West Windsor Town Meeting Follows Tradition
03/01/11 5:50PM By Betty Smith-Mastaler
| MP3 || Download MP3 |
(Host) The sun was out and the sidewalk was sanded at West Windsor's town meeting on Tuesday.
VPR has been visiting West Windsor for the past few years as an example of the traditional town meeting, and to take the pulse of this basic building block of democracy.
And indications are that Town Meeting is still alive and well in West Windsor.
VPR's Betty Smith has more.
(Smith) A vase of bright flowers stands by the lectern on a folding table in the front of the room. Eight rows of folding metal chairs fill quickly, as do a couple dozen wooden chairs around the perimeter. There's an atmosphere of cheerful practicality as neighbors greet neighbors. A woman pulls out her knitting.
(Birmingham) Raps gavel
(Smith) Shortly after nine, Town Moderator Matt Birmingham calls the meeting to order and one hundred and sixty five West Windsor voters elect town officials, set tax policy and approve school and town budgets for the year.
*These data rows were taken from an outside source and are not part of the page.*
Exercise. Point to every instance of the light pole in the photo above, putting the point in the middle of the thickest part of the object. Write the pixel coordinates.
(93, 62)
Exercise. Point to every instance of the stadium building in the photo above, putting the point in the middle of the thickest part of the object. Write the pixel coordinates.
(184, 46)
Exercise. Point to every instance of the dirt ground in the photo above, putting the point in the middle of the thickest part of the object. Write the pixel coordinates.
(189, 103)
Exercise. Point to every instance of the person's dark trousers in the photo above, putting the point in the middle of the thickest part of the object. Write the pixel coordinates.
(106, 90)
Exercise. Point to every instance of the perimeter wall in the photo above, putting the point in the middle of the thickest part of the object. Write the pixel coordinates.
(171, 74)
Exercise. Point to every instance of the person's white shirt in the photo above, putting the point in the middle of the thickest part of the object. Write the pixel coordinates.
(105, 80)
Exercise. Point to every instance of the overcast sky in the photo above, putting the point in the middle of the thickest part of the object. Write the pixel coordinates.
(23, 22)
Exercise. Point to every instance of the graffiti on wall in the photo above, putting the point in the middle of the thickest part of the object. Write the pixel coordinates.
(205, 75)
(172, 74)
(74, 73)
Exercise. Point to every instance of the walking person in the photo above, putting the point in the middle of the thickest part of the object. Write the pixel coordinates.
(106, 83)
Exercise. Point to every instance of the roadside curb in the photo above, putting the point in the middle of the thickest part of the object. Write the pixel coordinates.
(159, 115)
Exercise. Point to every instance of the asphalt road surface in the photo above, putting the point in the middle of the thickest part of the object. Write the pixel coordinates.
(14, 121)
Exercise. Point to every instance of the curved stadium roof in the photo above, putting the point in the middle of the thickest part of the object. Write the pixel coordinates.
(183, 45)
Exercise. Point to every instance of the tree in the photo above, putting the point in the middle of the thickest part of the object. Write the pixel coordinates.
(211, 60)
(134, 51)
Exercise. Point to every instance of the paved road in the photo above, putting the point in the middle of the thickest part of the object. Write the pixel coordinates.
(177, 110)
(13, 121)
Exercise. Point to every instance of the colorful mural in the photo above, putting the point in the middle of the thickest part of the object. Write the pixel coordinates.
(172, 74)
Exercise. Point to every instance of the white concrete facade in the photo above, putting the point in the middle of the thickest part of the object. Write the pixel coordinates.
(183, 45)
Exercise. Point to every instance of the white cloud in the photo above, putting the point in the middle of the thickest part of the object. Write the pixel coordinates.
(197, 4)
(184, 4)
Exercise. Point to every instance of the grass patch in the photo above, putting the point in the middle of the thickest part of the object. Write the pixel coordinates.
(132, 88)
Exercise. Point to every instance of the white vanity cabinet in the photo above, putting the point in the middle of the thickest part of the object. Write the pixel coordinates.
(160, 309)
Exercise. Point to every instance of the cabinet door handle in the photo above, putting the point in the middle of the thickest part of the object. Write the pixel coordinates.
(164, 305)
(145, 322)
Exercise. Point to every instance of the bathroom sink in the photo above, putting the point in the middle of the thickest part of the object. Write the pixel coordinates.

Discussion is informed, respectful, and often witty. Occasionally it even gets a bit - well - personal.
(Birmingham reveals it's the town clerk's birthday, to much applause.)
Then a group of second graders from the nearby Albert Bridge School, report that they've been interviewing various town leaders about their work.
(Student talks about editing the project)
(Smith) Getting back to town business, voters approve the use of a surplus to put a new slate roof on the library and to create a multi-use town forest plan. This year the item generating the most debate has to do with a piece of land currently owned by the Ascutney Ski Area that abuts the town forest and is popular for recreation use. The select board is encouraged to explore the possibility of buying it.
There's something remarkably reassuring about a traditional town meeting, especially in these chaotic times.
It's an interesting mix of old and new, of trust in yourself and your neighbors to manage the business of the town. It takes a strong sense of place, a healthy measure of voter confidence and a dash of optimism about the future.
And according to moderator Birmingham...
about democracy, the full room, and knowing how to do it now and 100 years from
(Smith) For now, Town Meeting is adjourned and it's time for soup, sandwiches and pie in the church basement up the road.
For VPR News, I'm Betty Smith in West Windsor.